Global supply-chain problems, labor shortages, the coronavirus pandemic, climate change and other megatrends are all combining to make them worry for the first time that they just won’t have enough food for everybody who needs it, Lisa Hamler-Fugitt, executive director of the Ohio Association of Foodbanks, said on Monday.
“We’re down about a sixth and it’s declining,” she said, referring to food supplies, particularly from the U.S. Department of Agriculture. At the same time, she said, demand is spiking because of high prices at the grocery store, increasing costs for housing and utilities and health care.
That means food at Ohio’s foodbanks is “going out a hell of a lot faster than it’s coming in,” she said.
Also adding to the problem is that logistical bottlenecks have increased lead times exponentially. Food that used to come within two or three weeks of being ordered is now taking as long as two to three months to arrive.
That means foodbanks need money now if they’re to have adequate food this winter, when increasing utility costs seem likely to put an even tighter squeeze on people.
“I think things are going to get a whole lot darker and more bleak before they get a lot better,” Hamler-Fugitt said, adding “We’re desperately worried about food.”
The U.S. Census Bureau’s Household Pulse Survey estimates that as of Aug. 8, nearly 762,000 — or 6.5% — of Ohioans sometimes or often couldn’t get enough to eat during the previous seven days.
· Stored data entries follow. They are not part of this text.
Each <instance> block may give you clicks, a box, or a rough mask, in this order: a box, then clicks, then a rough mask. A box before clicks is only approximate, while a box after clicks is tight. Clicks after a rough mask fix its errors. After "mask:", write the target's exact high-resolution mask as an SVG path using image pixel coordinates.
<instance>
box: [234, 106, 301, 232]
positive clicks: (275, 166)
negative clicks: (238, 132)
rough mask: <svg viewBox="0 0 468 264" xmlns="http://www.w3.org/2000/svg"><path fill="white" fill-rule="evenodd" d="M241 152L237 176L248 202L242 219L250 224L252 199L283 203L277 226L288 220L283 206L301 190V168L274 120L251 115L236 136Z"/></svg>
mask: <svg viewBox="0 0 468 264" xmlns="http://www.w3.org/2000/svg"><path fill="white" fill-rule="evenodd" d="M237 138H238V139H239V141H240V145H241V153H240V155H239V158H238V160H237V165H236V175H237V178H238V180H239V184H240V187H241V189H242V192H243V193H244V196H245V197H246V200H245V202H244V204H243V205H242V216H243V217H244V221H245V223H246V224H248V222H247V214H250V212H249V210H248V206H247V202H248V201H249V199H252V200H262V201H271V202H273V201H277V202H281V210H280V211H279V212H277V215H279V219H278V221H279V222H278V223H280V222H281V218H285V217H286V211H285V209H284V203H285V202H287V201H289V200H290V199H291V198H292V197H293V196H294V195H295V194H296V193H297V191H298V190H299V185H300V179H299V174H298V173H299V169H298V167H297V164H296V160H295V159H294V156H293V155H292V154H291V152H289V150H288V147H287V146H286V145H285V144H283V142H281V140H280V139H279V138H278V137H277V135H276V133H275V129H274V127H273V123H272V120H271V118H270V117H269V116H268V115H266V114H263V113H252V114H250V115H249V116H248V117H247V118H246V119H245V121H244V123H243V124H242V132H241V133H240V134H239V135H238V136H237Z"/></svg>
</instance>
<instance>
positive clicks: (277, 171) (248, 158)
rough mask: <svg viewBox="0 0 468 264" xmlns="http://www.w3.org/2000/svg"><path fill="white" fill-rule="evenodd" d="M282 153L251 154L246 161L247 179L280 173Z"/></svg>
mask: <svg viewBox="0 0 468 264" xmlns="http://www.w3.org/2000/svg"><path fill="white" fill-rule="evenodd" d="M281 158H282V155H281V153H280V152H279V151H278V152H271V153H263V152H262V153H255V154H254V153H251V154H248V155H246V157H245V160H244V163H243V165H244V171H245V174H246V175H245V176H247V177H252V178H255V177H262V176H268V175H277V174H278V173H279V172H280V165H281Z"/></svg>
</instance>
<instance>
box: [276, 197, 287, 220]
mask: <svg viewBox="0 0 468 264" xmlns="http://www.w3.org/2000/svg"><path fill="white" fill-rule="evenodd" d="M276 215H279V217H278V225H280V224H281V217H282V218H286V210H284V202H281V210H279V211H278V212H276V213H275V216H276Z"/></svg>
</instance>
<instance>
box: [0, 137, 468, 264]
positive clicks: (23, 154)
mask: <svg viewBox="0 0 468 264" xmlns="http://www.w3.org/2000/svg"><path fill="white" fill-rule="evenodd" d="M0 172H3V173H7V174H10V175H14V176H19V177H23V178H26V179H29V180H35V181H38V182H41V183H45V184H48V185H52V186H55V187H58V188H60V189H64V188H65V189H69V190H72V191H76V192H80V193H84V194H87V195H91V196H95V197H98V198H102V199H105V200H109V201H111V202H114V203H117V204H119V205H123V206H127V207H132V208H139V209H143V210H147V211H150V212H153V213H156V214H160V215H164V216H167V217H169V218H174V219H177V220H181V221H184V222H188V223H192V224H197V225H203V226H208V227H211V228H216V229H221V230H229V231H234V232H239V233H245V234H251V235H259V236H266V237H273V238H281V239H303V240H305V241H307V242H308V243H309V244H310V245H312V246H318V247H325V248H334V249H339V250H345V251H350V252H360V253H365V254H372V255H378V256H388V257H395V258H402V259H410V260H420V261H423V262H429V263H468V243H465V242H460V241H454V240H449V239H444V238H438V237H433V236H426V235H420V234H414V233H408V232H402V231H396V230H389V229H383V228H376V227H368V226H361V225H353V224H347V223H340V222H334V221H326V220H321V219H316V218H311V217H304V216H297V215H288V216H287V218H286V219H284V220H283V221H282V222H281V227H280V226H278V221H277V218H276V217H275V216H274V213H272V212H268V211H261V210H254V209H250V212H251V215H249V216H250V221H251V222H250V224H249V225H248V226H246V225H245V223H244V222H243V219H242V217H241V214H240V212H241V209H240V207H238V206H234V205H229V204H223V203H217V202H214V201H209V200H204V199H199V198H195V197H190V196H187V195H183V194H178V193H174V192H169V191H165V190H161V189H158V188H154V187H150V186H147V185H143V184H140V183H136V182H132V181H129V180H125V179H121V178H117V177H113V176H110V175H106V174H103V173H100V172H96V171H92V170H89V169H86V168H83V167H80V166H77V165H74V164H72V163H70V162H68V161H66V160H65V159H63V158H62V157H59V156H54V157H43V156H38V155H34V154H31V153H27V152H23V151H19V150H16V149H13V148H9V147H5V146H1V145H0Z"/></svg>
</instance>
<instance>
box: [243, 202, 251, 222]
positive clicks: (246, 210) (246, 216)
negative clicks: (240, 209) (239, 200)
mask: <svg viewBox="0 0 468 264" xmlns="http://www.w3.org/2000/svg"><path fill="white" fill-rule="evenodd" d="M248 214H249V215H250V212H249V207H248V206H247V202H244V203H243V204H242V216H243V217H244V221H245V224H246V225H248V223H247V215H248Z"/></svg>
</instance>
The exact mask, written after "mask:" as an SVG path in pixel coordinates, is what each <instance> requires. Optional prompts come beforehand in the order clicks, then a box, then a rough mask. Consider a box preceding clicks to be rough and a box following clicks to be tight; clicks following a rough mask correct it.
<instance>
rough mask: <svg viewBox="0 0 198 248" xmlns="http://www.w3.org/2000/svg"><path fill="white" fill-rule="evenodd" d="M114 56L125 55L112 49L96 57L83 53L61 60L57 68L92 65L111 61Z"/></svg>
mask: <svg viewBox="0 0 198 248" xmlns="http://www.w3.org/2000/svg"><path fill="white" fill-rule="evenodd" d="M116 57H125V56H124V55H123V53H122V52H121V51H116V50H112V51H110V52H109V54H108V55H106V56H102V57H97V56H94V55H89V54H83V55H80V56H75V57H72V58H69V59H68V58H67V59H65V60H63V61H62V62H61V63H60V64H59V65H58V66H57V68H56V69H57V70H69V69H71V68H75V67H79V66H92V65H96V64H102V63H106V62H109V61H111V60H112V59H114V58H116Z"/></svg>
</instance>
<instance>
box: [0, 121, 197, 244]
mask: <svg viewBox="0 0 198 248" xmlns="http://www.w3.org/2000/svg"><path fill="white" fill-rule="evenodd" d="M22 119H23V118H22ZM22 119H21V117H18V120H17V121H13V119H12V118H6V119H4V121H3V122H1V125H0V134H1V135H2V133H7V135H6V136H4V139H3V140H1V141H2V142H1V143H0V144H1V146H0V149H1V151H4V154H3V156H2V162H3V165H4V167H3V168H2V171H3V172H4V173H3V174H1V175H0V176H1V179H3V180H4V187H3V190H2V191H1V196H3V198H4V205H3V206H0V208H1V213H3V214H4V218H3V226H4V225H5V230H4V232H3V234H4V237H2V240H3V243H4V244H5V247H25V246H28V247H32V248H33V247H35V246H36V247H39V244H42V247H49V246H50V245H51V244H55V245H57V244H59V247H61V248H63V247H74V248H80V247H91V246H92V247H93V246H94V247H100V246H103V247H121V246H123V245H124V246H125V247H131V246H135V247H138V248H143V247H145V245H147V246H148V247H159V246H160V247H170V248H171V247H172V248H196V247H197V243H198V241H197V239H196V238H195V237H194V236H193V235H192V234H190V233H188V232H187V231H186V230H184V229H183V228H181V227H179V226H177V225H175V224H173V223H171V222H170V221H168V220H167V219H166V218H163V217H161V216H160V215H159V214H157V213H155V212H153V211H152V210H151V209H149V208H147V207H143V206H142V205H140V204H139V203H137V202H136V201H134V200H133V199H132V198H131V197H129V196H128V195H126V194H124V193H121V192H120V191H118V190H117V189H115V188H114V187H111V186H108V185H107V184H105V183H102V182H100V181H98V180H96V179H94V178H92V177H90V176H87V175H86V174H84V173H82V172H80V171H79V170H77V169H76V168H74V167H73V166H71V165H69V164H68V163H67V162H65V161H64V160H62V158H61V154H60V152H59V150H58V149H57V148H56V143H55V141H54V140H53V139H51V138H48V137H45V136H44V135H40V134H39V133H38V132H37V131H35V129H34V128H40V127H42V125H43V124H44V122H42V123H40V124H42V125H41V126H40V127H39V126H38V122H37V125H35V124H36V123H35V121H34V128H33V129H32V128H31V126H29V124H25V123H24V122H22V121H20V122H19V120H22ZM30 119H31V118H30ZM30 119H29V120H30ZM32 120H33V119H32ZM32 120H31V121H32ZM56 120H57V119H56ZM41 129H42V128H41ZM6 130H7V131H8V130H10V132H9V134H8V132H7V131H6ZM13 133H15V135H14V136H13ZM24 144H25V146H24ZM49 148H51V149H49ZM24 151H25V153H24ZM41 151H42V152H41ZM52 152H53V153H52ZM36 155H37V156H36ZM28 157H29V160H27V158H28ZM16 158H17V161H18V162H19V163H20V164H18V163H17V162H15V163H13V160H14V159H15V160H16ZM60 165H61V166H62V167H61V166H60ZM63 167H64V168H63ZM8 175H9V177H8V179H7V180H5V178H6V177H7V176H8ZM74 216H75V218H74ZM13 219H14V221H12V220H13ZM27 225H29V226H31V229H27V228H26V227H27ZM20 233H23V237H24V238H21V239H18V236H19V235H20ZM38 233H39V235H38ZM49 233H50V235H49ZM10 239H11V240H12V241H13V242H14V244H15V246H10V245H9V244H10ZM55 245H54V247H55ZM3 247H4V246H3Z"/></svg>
That’s a 20% increase over August 2021.
To be eligible for food pantry assistance in the Buckeye State, you have to earn less than 200% of the federal poverty level, $55,500 a year for a family of four. In Ohio nearly 30%, or 3.4 million, earned less than that in 2019, the Kaiser Family Foundation reported.
Qualified people applying for foodbank assistance get a referral. But, Hamler-Fugitt warned, “Just because you’re on a list doesn’t mean they’ll be able to serve you.”
She provided an anecdote to illustrate her point. Leaving her home in Fairfield County at 5:30 a.m. last Thursday, Hamler-Fugitt saw a line of taillights in front of a church-based pantry that didn’t open until 9 a.m. People were getting there early to get to the front of the line.
“If you don’t need food, you don’t get up at the crack of dawn to go wait at a food pantry,” she said. “That shows how desperate people are.”
In another sign of growing desperation, senior citizens are showing up to Ohio foodbanks in unprecedented numbers, Hamler-Fugitt said. Typically, they’re reluctant as a group to go, but Ohio foodbanks served 635,000 seniors in the second quarter this year. The facilities had never seen 600,000 in a single quarter prior to that, she said.
“They are the canaries in the coal mine,” Hamler-Fugitt said. “They’re usually the last ones to show up and now they’re showing up in droves.”
Ohio foodbanks have taken some pretty dramatic steps to deal with the crisis. For example, many are rationing food, typically by cutting a five-to-seven day allotment of food by two days.
Meanwhile, they continue to appeal to Gov. Mike DeWine for $50 million in emergency funding as the state sits on unprecedented balances of $7.4 billion. In June, DeWine spokesman Dan Tierney said that the governor’s preference was to spend American Rescue Plan Act funds — which make up about $1.3 billion in addition to those balances — on capital projects because it is non-recurring income.
Hamler-Fugitt said food should be seen as the most basic capital project.
“You eat every day or you die. I don’t know what else to say,” she said. “A hungry kid can’t learn. If he grows up to be an adult, he can’t earn. And for hungry seniors, it’s a one-way ticket to the nursing home.”